We provide the script generate_cvpr_images.sh to generate all renderings shown in the qualitative evaluation:

./generate_cvpr_images.sh $OUTPUT_DIR $IMAGE_DIR

Numerical evaluation

We provide the script num_eval.sh for evalutating our method numerically. It uses the mesh-evalution tool by David Stutz to be built and the path in num_eval.sh set accordingly. Furthermore, since the evaluation tool only accepts OFF files, we need to convert the output PLY files first. This is done in the script using MeshLab.

We further provide the script eval_meshes.m for generating the visualizations in Figure 6 in the paper. You will need to adapt the result_path variable to where you stored the Co-Section results.

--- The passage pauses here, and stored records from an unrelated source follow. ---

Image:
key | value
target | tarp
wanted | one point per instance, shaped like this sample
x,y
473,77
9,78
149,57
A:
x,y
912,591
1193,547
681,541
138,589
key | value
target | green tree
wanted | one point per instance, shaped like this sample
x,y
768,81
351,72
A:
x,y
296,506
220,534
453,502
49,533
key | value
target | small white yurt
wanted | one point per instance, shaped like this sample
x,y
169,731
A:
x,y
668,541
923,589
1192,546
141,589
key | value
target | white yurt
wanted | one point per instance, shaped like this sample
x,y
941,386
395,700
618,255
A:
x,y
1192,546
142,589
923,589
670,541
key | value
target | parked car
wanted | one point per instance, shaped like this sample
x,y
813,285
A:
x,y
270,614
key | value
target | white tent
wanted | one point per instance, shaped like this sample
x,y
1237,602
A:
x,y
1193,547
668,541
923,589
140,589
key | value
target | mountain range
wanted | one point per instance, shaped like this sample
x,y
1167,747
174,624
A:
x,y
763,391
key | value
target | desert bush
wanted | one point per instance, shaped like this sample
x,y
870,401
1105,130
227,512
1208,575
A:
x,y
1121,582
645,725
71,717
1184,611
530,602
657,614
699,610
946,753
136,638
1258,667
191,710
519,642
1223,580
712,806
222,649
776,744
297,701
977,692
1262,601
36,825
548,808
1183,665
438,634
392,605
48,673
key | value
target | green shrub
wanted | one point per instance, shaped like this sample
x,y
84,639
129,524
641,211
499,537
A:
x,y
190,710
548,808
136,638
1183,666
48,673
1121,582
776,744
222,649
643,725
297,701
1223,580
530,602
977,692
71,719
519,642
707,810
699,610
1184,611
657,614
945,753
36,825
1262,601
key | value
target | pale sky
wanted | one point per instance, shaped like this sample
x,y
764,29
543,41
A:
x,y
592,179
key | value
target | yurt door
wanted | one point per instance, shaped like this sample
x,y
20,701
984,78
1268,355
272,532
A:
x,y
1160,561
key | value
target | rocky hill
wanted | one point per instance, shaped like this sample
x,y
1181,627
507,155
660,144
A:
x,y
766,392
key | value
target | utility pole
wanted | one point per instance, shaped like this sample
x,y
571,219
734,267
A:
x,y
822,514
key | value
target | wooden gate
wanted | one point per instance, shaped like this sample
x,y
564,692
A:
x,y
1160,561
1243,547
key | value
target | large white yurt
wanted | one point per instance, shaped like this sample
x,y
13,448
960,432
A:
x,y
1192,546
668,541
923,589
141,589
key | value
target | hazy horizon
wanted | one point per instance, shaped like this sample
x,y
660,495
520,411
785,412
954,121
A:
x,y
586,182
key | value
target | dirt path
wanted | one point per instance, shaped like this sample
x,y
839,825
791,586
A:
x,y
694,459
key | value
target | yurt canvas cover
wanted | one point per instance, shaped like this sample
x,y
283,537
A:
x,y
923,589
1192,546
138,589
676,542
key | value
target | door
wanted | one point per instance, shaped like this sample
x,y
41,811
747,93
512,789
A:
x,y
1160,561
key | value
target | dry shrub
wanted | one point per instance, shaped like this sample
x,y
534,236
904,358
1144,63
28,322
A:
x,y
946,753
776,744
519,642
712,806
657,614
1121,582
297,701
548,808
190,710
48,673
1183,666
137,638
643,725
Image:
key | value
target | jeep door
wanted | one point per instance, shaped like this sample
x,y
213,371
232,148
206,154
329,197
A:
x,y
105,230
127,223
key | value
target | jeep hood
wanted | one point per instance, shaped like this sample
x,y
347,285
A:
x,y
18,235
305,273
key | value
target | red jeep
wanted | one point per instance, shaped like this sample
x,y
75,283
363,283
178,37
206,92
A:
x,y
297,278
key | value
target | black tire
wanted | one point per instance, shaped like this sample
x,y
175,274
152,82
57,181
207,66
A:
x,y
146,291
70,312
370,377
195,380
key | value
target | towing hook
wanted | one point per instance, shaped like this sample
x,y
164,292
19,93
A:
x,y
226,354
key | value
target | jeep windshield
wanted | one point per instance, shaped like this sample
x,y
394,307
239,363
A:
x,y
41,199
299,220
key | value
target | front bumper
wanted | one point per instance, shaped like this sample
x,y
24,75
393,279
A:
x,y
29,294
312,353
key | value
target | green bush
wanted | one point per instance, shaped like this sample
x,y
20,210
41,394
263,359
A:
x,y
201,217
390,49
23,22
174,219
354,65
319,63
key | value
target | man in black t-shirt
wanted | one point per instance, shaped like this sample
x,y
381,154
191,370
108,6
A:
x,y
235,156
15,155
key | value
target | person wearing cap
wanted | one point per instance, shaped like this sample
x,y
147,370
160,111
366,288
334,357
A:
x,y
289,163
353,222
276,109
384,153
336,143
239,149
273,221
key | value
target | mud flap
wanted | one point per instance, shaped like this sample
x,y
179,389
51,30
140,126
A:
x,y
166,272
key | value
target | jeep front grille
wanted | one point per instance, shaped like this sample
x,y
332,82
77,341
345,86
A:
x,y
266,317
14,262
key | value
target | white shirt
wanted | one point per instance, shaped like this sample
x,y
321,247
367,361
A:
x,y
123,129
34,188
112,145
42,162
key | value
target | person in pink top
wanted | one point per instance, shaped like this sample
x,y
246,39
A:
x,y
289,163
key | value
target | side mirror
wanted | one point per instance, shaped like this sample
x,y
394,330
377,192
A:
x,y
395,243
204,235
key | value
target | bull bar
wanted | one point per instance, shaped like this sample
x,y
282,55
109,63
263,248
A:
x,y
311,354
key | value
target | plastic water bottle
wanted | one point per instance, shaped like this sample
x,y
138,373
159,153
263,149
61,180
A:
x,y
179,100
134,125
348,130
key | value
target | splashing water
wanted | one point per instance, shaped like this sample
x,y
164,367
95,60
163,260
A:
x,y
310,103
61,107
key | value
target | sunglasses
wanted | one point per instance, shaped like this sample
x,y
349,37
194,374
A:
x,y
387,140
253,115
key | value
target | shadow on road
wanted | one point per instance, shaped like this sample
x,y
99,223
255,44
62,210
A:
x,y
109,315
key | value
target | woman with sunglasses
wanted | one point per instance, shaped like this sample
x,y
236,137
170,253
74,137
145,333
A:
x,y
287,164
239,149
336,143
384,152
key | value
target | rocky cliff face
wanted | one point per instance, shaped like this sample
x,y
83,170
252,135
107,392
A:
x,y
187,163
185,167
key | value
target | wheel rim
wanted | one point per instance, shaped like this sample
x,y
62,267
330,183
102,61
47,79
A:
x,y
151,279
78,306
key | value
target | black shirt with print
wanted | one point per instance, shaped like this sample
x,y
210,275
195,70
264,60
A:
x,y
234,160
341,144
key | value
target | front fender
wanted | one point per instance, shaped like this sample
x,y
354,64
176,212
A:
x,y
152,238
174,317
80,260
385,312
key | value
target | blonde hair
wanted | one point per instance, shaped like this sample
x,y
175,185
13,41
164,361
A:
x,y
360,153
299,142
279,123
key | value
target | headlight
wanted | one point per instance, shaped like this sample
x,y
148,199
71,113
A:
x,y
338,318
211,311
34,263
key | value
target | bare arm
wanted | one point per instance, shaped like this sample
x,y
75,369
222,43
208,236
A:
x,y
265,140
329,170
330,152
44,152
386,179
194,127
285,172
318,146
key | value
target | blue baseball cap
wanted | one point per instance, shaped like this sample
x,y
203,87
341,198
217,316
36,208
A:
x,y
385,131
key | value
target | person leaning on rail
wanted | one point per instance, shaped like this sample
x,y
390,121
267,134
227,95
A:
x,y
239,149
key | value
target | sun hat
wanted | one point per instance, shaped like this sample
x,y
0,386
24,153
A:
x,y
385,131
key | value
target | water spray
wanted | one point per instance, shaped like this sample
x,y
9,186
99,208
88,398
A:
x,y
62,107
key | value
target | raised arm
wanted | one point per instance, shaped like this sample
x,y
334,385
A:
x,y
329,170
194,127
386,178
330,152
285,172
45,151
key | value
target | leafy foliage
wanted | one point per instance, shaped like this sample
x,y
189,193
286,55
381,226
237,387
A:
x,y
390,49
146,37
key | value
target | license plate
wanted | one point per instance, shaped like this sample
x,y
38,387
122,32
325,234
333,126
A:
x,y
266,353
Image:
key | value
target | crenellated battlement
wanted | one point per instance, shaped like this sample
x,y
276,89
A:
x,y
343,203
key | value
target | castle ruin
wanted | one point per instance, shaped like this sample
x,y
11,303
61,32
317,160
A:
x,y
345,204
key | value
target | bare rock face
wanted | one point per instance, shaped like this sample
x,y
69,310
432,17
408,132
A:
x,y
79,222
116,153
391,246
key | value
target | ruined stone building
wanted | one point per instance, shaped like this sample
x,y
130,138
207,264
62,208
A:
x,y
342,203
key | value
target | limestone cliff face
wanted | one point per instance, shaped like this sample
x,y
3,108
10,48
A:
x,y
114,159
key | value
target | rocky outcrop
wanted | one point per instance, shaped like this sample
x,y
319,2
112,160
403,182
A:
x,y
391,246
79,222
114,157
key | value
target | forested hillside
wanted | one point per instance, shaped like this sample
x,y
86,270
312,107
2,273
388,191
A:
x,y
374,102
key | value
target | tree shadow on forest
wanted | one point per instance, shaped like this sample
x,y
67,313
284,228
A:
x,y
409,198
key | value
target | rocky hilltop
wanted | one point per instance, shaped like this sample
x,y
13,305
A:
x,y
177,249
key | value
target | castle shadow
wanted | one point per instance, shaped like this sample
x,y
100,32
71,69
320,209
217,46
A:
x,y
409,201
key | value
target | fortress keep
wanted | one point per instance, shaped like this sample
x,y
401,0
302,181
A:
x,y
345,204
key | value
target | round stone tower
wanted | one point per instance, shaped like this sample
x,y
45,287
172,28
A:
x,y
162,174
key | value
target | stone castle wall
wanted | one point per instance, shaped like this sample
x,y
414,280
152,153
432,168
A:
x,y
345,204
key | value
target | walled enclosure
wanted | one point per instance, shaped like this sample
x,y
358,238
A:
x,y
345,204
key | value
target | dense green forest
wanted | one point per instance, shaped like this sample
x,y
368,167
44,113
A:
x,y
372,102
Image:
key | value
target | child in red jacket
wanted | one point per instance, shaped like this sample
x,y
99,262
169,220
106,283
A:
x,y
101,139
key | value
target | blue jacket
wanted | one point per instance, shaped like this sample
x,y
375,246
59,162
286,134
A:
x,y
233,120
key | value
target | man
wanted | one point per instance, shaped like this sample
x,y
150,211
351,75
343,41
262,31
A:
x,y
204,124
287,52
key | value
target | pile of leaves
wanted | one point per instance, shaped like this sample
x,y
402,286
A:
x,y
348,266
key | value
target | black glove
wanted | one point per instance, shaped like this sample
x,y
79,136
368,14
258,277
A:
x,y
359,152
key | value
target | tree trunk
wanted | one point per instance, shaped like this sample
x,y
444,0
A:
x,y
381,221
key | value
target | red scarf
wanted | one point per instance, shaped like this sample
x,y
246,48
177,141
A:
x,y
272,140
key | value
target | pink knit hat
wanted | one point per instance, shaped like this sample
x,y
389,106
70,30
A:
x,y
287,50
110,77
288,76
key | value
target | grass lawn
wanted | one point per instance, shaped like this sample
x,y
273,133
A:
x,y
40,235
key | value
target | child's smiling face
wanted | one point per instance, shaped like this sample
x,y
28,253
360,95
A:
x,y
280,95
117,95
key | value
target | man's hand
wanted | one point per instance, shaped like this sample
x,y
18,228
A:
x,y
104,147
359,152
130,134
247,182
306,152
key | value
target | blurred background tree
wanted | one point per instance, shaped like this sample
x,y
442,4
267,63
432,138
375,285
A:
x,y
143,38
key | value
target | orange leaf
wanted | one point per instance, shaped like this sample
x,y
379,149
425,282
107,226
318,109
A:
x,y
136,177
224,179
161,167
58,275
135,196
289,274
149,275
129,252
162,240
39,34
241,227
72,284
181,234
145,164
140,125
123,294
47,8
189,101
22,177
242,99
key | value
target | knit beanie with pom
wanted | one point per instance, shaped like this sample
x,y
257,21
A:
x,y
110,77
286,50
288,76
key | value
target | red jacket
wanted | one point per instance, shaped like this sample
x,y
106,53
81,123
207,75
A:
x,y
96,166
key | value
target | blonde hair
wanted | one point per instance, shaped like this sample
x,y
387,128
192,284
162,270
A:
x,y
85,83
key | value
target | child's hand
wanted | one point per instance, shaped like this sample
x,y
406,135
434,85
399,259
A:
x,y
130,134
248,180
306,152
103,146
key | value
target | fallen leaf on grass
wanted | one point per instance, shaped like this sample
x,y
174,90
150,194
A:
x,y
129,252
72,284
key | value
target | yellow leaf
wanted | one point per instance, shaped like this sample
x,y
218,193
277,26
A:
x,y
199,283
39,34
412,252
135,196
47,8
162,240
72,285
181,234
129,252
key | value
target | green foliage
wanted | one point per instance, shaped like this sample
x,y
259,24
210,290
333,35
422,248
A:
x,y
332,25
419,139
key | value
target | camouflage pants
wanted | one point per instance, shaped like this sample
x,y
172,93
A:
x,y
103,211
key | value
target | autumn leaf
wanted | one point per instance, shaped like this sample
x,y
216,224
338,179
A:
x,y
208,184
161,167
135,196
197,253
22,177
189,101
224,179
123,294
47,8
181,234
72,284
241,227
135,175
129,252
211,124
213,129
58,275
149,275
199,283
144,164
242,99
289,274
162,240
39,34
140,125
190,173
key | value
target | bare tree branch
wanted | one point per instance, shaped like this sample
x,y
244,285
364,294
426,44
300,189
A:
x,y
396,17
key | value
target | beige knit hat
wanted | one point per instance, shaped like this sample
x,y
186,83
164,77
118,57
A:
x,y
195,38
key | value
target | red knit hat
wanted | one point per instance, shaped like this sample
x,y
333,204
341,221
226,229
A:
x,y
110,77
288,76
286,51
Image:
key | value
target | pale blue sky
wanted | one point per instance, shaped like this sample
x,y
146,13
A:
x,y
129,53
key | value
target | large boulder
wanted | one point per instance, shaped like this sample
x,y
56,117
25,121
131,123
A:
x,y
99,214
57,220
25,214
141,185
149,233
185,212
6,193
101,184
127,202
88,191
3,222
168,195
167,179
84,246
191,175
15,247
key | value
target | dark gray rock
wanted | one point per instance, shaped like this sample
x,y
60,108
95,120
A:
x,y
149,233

Code change to paper experiments

The code version that created the paper results unintentionally replaced the normals computed from the pointcloud by those returned from raycasting when rendering the models. We changed this in this version of the code, resulting in slightly different numerical results. To achieve numerical results that match those reported in the paper, configure the project with -DUSE_RAYCAST_NORMAL=ON.

License

Co-Section has been developed at the Embodied Vision Group at the Max Planck Institute for Intelligent Systems, Germany. The open-source version is licensed under the GNU General Public License v3 (GPLv3).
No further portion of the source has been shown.